Id. at 861 (emphasis added). The court went on to say that a downward departure "would especially seem appropriate" in the Sanders case because the district court had noted that it would depart if it had authority to do so. Id. at 861-62.[5] Thus, even though Petitioner's sentence was enhanced pursuant to the armed career criminal statute, downward departures are permissible under the sentencing guidelines. See Sanders, 97 F.3d at 861-62.

The Smith case cited by Respondent preceded the Sanders case and did not involve the application of the armed career criminal statute. The defendant/petitioner in Smith was sentenced pursuant to 21 U.S.C. § 841(b) (1) (B) and U.S.S.G. § 2D1.1(c), which provide a mandatory minimum five-year sentence for the manufacture of 100 or more marijuana plants. See Smith, 966 F.2d at 1049. Respondent also cited a recent case from the Eighth Circuit Court of Appeals, United States v. Villar, 184 F.3d 801, 803 (8th Cir.1999), in support of its contention. This Court is not bound by the decisions of courts from other circuits. See Salmi v. Secretary of Health and Human Servs., 774 F.2d 685, 689 (6th Cir.1985).

*923 Therefore, as instructed by the Sentencing Guidelines and the Sixth Circuit Court of Appeal's decision in United States v. Sanders, 97 F.3d 856 (6th Cir.1996), the Court concludes that Respondent's Motion to Reconsider should be DENIED. Accordingly, Petitioner's Sentencing Hearing will be held on July 7, 2000, at 9:00 a.m. as previously scheduled.

 
ORDER

Presently pending before the Court is Respondent's Motion to Reconsider the Court's Order and Memorandum entered on April 4, 2000, (Docket Entry No. 34), to which Petitioner has responded in opposition.
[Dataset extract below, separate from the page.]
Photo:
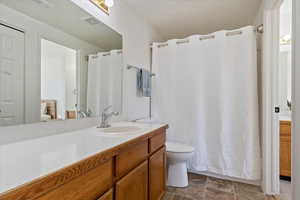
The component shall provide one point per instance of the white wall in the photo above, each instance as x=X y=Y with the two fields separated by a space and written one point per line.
x=34 y=31
x=296 y=101
x=137 y=36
For the reasons explained in the Memorandum entered contemporaneously herewith, Respondent's Motion is hereby DENIED. As previously scheduled, Petitioner's Sentencing Hearing will be held on July 7, 2000, at 9:00 a.m.

It is so ORDERED.

NOTES

[1] On that same day, Petitioner filed a Notice of Appeal to the Sixth Circuit Court of Appeals. (Docket Entry No. 7). By Order entered on the docket on August 24, 1999, (Docket Entry No. 12), the Court reserved its ruling on Petitioner's Motion for Reconsideration pending Petitioner's compliance with the procedures outlined in Lewis v. Alexander, 987 F.2d 392, 395 (6th Cir.1993). The Court noted, however, that the allegations raised by Petitioner in his Motion for Reconsideration "are sufficiently exceptional or extraordinary so to justify relief under Rule 60(b) (6)." (Docket Entry No. 11).

Pursuant to the Order of the Sixth Circuit Court of Appeals entered September 3, 1999, (Docket Entry No. 14), Petitioner voluntarily dismissed his appeal of the Court's prior Order. The Court then reopened Petitioner's habeas petition.

[2] In the same Order and accompanying Memorandum, the Court denied Respondent's Motion to Accept the Affidavit Statement of Nathaniel Koenig, Petitioner's former attorney. (Docket Entry No. 29).

[3] Defendant's sentence actually was enhanced under the armed career offender statute (18 U.S.C. § 924(e)) which is governed by USSG § 4B1.4, not the career offender statute (28 U.S.C § 994(h)) which is governed by USSG § 4B1.1, but Defendant's claim of ineffective assistance of counsel applies equally to both.

[4] According to Respondent, there are only two provisions through which a court can impose a sentence below a statutory mandatory minimum and neither apply in this case: (1) application of the "safety valve" provision of United States Sentencing Guideline §§ 2D1.1.(b) (6) and 3553(f) (1)-(5); and (2) when the defendant provides substantial assistance and Respondent files a motion pursuant to 18 U.S.C. § 3553(e).

[5] Judge Merritt, concurring in part and dissenting in part in the Sanders decision, characterized the case as one in which "a draconian sentence of over 15 years" was imposed for possession of a shotgun. See Sanders, 97 F.3d at 862. In the instant case, Defendant possessed a .22 caliber rifle which he used only for hunting and target practice. The same "draconian sentence" of fifteen years was imposed.